Philip White, Chief Executive of Syscap comments: “This hike in lending margins simply confirms the experiences of many SMEs who have struggled to obtain affordable finance from their bank.”
“It will be all the more galling given the fact that banks have cited a lack of demand for the drop in lending to SMEs. These figures appear to put that argument to bed. Falling demand and increased supply of lending would lead to smaller lending margins, not bigger margins.”
“Banks are still suffering from legacies of bad debts and are still having to reserve capital, which has evidently left them unwilling to bring lending margins down, but also free to raise them.”
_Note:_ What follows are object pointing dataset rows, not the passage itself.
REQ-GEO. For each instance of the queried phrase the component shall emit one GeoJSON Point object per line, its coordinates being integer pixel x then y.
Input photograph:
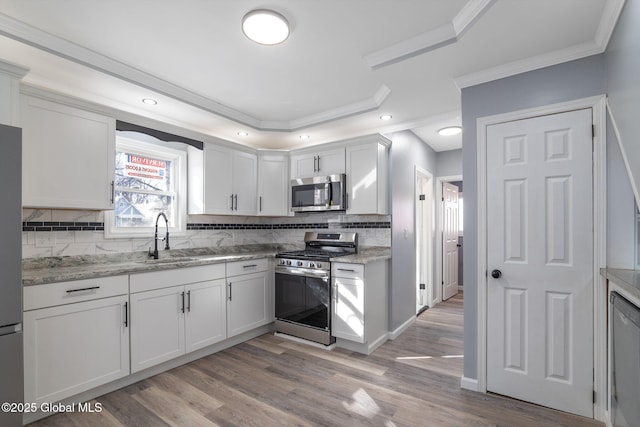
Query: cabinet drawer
{"type": "Point", "coordinates": [60, 293]}
{"type": "Point", "coordinates": [349, 271]}
{"type": "Point", "coordinates": [237, 268]}
{"type": "Point", "coordinates": [180, 276]}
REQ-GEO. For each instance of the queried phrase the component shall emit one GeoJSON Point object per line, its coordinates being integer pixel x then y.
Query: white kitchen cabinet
{"type": "Point", "coordinates": [359, 318]}
{"type": "Point", "coordinates": [250, 295]}
{"type": "Point", "coordinates": [273, 184]}
{"type": "Point", "coordinates": [367, 167]}
{"type": "Point", "coordinates": [68, 156]}
{"type": "Point", "coordinates": [175, 312]}
{"type": "Point", "coordinates": [222, 181]}
{"type": "Point", "coordinates": [318, 163]}
{"type": "Point", "coordinates": [73, 347]}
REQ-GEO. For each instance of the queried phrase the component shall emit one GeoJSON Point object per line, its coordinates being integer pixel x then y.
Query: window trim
{"type": "Point", "coordinates": [179, 157]}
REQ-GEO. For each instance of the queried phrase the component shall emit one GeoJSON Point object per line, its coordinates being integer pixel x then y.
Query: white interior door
{"type": "Point", "coordinates": [449, 241]}
{"type": "Point", "coordinates": [540, 261]}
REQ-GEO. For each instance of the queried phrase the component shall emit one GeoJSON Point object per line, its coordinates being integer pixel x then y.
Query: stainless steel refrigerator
{"type": "Point", "coordinates": [11, 364]}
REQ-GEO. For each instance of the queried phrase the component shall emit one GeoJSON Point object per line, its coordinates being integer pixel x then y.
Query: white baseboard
{"type": "Point", "coordinates": [400, 329]}
{"type": "Point", "coordinates": [469, 384]}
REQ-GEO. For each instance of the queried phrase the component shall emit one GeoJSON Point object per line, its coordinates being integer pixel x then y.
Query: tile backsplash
{"type": "Point", "coordinates": [47, 232]}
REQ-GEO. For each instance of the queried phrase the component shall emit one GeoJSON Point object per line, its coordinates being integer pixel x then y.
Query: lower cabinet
{"type": "Point", "coordinates": [359, 318]}
{"type": "Point", "coordinates": [250, 295]}
{"type": "Point", "coordinates": [175, 320]}
{"type": "Point", "coordinates": [73, 347]}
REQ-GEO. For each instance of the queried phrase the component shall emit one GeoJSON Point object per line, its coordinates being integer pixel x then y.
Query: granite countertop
{"type": "Point", "coordinates": [38, 271]}
{"type": "Point", "coordinates": [627, 280]}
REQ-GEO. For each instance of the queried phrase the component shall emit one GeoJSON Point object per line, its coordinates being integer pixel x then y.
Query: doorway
{"type": "Point", "coordinates": [424, 239]}
{"type": "Point", "coordinates": [449, 237]}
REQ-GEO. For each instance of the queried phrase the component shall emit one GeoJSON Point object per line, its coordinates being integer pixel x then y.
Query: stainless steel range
{"type": "Point", "coordinates": [303, 285]}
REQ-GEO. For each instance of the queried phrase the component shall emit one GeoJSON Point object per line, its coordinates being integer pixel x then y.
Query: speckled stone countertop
{"type": "Point", "coordinates": [38, 271]}
{"type": "Point", "coordinates": [627, 280]}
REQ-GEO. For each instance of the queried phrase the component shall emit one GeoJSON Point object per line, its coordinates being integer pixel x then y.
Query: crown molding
{"type": "Point", "coordinates": [430, 40]}
{"type": "Point", "coordinates": [13, 70]}
{"type": "Point", "coordinates": [610, 15]}
{"type": "Point", "coordinates": [60, 47]}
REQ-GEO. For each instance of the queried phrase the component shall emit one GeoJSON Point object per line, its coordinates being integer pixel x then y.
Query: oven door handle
{"type": "Point", "coordinates": [292, 271]}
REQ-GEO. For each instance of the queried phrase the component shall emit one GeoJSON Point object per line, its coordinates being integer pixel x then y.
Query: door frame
{"type": "Point", "coordinates": [598, 107]}
{"type": "Point", "coordinates": [428, 204]}
{"type": "Point", "coordinates": [440, 226]}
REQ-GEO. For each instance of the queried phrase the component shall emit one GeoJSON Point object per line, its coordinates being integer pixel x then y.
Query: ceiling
{"type": "Point", "coordinates": [344, 65]}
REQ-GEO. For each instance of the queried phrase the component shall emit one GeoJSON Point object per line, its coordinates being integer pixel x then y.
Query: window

“It is no surprise that so many more SMEs are now turning to alternative financing arrangements - a trend I expect to last if small firms continue to be priced out by their high street lender.”
Separate research recently conducted by Syscap revealed that 73% of businesses still feel the lending margins on their loans are too high, which is only a small improvement on the 75% of businesses who thought so last year.
Philip White adds: “We’ve been hearing this message from SMEs for over a year now, despite major banks claiming to be doing all they can to return to ‘business as usual’.”
“With the private sector expected to pick up the slack from public sector cuts, it is vital that funding streams to UK SMEs are kept open.”